CONGRESSIONAL COVERAGE

IN THE HOUSE

House candidates in Georgia from both sides of the aisle are calling for the resignation of Senator Kelly Loeffler after it was revealed she sold stock after a Health, Education, Labor and Pensions Committee coronavirus briefing and before the stock market dropped. CBS News political unit broadcast associate Aaron Navarro says Mark Gonsalves, a Republican businessman, tweeted that "Taking advantage of the Coronavirus pandemic for personal financial gain is an alarming lack of judgement that renders Sen Loeffler unfit to represent Georgia in the US Senate." Gonsalves added "we cannot claim to 'Drain the Swamp' in DC and be afraid to call out our own party for swampy behavior... Bad behavior from the political class should not be tolerated, it's time to stop the nonsense! We can no longer accept their phony excuses." Loeffler said on Fox News she was not aware of the transactions before they occurred, and that the action was made by third-party investment managers. Democratic frontrunner Carolyn Bourdeaux called for Loeffler's resignation in a statement, and said "when she could have used her knowledge and vast financial resources to help Georgia hospitals stock up on facemasks and other lifesaving supplies, our Senator downplayed concerns and thought it was more important to protect her bottom line." 

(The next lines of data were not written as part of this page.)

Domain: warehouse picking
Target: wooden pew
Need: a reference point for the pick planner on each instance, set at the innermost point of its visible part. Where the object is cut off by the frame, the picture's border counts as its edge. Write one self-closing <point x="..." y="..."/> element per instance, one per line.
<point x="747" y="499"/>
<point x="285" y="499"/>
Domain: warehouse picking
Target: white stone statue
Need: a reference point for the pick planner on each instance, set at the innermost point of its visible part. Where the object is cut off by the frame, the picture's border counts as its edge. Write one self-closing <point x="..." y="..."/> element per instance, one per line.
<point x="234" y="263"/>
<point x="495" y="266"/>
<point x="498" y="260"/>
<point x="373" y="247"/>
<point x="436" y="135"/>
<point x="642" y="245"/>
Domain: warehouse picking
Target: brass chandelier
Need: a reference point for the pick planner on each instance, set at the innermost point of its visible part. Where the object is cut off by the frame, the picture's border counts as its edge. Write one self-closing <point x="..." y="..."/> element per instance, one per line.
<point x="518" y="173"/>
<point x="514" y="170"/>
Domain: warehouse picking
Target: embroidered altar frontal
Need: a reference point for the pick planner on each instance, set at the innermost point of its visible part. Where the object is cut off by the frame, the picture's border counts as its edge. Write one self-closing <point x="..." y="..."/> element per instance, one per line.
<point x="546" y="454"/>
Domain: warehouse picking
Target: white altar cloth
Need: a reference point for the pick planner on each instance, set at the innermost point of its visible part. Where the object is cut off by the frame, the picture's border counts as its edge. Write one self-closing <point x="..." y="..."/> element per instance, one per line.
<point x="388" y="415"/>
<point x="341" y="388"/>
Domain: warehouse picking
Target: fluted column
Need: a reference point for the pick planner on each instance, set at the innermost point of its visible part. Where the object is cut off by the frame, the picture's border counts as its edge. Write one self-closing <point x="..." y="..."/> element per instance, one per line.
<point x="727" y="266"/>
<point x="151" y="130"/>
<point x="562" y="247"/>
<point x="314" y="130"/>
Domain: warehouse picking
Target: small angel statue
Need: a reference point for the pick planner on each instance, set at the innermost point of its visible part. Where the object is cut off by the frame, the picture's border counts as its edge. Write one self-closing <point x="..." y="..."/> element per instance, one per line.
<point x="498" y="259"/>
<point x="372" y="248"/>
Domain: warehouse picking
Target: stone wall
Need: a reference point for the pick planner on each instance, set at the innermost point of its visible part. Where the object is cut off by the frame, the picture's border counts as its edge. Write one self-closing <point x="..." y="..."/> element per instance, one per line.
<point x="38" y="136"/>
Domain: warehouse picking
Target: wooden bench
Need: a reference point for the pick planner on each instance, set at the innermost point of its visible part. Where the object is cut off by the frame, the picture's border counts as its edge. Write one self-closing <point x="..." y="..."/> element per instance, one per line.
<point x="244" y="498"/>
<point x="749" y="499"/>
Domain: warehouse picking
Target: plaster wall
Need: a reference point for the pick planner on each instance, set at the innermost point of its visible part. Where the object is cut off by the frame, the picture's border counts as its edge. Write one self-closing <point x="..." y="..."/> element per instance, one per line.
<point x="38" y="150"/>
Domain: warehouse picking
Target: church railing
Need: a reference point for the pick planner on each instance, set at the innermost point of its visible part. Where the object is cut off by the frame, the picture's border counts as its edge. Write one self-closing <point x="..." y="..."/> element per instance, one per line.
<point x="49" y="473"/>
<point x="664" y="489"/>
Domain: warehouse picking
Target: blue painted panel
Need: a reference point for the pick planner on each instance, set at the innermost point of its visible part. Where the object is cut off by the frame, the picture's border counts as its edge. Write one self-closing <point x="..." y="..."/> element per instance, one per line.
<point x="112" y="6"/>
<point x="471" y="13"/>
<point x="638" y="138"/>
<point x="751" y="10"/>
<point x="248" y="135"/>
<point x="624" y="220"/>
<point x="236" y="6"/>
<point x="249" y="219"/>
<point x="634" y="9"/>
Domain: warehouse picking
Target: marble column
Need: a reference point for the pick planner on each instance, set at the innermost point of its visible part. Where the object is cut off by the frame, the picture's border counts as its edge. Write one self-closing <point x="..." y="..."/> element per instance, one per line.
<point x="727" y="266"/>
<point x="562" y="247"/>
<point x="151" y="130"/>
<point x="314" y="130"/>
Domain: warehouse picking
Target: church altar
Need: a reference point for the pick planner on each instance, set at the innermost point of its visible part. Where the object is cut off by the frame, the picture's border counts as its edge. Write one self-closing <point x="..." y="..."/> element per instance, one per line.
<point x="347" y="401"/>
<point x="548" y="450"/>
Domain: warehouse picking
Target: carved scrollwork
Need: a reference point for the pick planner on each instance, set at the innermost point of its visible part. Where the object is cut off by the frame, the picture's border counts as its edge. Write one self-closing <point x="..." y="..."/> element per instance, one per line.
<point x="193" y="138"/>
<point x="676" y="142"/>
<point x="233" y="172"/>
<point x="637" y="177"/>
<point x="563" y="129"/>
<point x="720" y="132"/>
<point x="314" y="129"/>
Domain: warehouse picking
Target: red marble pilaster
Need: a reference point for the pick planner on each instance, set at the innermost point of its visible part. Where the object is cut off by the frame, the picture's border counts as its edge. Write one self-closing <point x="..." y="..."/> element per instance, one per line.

In committee news, a new internal DCCC poll shared by a Democratic aide shows that 49% of registered voters approve of the actions taken on coronavirus by Congressional Democrats, with 45% approval of how Trump has handled the pandemic and 42% for Congressional Republicans. The poll, which was taken between March 11 and 16, painted a bit of a different picture than the latest ABC/Ipsos poll of all adults that showed 55% approval for how Mr. Trump has handled the pandemic.  

Lastly, on the money front, according to their February FEC filing, the DCCC brought in more than $11.5 million in direct contributions from February, bringing their total war chest to $72.5 million. By comparison, the National Republican Congressional Committee raised $9.6 million in direct contributions, and have $45.1 million cash on hand.

ACTS OF KINDNESS

CARE PACKAGES

Starting on Wednesday, March 18, and going through the weekend, Michigan Republican Congressional candidate Peter Meijer's campaign will be delivering care packages to vulnerable communities. Operation F.R.E.D., named after Peter's grandfather and founder of the Meijer grocery stores Frederik Meijer, uses already-donated campaign funds to bring $25 to $50 worth of groceries and toiletries to groups that request the help online. CBS News political unit broadcast associate Aaron Navarro reports that it's an effort that Meijer campaign spokesperson Noah Sadler said was created after taking a look at how to campaign during the coronavirus pandemic, and realizing the traditional way of doing it "is not going to suffice right now."

Editor's note: An earlier version of this story said that Senator Kelly Loeffler had attended a classified briefing on coronavirus. It was a Senate Health, Education, Labor and Pensions Committee briefing on the topic. This article has been updated.